Staff Sgt. Eric Murray, left, and Lt. Col. Brian Greata share a moment before setting out on the Ride 2 Recovery Minuteman Challenge, a 365-mile, multi-day bike ride from Waltham, Mass., to Fort Lee, N.J. This was the fifth such distance event that M...
NATICK, Mass. (Sept. 18, 2016) -- Even as they make painful physical demands on their riders, bicycles can be conduits of psychological freedom -- two-wheeled, mobile therapy sessions, if you will.
A certain mental clarity comes with the suffering in distance cycling. If you doubt this, consult with Staff Sgt. Eric Murray.
"Getting on the bicycle clears my head," Murray said. "It takes away all of the negative thoughts that I'm having. All I concentrate (on) is either the person in front of me riding or the road ahead of me."
Murray, a 36-year-old combat arms NCO with the Natick Soldier Research, Development and Engineering Center's Headquarters Research and Development Detachment, needed the release from worry after he was badly injured in an IED explosion near Sadr City, Iraq, in September 2006.
"I was on a patrol investigating a vehicle-borne IED, and I told somebody that I thought I saw somebody on top of the roof," Murray said. "After I said that, the next thing I knew I was on the ground screaming for a medic. What I was told was that I was coded three different times and that I was in pretty bad shape."
During his recovery from wounds to his lower extremities, Murray began drinking and, eventually, he and his wife divorced.
"I had to figure out some way to get up off my rear end and figure out how I was going to function as a single man with injuries," he recalled.
Murray discovered "Ride 2 Recovery," known as R2R, an organization that helps service members and veterans to heal physically, mentally and emotionally through cycling. Each year, R2R holds a number of multi-day challenge rides of up to 450 miles that bring veterans together in various parts of the country and overseas.

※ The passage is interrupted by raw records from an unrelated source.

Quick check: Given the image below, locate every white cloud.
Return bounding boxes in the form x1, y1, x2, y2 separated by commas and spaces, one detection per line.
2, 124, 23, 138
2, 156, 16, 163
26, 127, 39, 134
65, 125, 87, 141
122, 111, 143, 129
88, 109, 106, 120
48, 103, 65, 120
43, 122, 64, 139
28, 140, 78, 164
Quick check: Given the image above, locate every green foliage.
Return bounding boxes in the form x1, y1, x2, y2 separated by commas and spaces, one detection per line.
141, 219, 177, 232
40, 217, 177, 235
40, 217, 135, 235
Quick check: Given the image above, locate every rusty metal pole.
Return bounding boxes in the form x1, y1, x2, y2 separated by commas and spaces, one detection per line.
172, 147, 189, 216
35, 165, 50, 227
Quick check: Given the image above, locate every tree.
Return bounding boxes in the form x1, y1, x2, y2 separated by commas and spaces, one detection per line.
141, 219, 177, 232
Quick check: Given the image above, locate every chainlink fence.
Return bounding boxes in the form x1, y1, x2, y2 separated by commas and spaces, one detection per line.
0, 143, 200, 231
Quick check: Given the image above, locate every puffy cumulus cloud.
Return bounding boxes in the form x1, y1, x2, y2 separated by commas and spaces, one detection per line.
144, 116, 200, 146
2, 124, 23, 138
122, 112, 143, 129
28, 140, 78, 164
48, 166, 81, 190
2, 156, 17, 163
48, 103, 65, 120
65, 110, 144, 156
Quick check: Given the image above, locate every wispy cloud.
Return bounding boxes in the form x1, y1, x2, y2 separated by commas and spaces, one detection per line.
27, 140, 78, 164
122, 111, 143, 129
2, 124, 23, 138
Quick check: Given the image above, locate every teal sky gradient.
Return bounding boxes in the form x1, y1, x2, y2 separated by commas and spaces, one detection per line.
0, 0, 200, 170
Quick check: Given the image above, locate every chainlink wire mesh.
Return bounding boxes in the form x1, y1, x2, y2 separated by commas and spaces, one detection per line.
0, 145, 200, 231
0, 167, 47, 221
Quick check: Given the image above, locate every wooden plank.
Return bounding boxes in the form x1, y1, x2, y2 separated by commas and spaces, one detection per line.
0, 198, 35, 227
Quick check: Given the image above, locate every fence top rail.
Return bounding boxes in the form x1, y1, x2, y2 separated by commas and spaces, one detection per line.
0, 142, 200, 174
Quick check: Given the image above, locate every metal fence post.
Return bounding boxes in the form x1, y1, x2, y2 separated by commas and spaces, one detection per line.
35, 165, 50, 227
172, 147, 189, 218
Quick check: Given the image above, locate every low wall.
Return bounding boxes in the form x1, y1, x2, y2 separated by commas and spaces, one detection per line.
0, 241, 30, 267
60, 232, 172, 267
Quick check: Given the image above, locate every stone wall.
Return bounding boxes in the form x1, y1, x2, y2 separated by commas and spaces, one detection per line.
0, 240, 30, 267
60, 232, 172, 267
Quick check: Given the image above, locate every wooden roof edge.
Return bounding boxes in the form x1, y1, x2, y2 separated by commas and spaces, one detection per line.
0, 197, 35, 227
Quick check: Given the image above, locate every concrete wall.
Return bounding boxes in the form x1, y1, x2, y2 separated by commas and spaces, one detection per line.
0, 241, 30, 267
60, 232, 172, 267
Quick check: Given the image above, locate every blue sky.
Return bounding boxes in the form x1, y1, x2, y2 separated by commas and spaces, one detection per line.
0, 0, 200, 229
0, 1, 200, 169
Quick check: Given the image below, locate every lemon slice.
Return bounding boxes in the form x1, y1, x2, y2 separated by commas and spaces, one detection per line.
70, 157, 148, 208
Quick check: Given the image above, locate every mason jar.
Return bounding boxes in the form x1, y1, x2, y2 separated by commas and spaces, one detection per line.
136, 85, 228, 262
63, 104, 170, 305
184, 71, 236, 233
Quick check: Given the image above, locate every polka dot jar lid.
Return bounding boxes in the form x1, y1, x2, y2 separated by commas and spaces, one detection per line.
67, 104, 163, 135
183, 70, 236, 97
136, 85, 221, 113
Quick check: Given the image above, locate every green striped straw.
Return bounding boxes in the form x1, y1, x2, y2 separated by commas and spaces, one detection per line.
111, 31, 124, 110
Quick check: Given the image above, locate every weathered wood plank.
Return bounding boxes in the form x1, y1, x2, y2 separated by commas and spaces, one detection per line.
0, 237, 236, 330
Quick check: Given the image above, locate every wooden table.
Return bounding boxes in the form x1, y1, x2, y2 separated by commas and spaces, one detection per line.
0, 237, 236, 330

"I (hadn't) been on a bicycle in about 25 years until last year," Murray said. "I decided because I'm an infantryman I didn't need to really train. I found out real quickly I needed to start training a lot more than what I did."
Murray also needed something lighter and faster than his mountain bike, so R2R gave him a road bike.
"They've just been, in my eyes, an awesome (organization) to allow me to continue to heal, mentally and physically," Murray said.
Murray has done five challenge rides since July 2013. His most recent was the "Minuteman Challenge," a 365-mile trek from Waltham, Massachusetts, to Fort Lee, New Jersey, Sept. 6-13. He was one of 150 cyclists on the ride, including Lt. Col. Brian Greata, the U.S. Army Garrison Natick commander.
"Colonel Greata did the whole ride with me, except for one day," Murray said. "He was motivating me and pushing me throughout the whole time. Having somebody from here understand what these things (are) all about was really awesome for me."
Murray occasionally had to rest in the support vehicle when his physical condition warranted, but he always got back in the saddle.
"I'm not a guy that rides hills very well," Murray said. "I've got what they call drop foot. So it bothers me a little bit more. I had to get in the vehicle a couple times because of my ankle."
And if Murray or others needed assistance on the bike, they didn't have to look far.
"We go up and down these hills. We help each other out," Murray said. "If somebody's struggling, somebody comes up from behind you and starts pushing you. We just take care of each other as if we're one big, cohesive military unit."
That camaraderie and shared sense of purpose will keep Murray coming back for these healing rides.
"They're struggling with the same stuff that you are," Murray said. "We just come together, and we're just like one big, happy, dysfunctional family. And it works for us."
Strangers for years, he and the bicycle are as one these days.
"Psychologically, this is the best thing I've ever found," Murray said. "I don't have to worry about anything. All I have to worry about is the direction I'm going."
For Murray, that continues to be forward.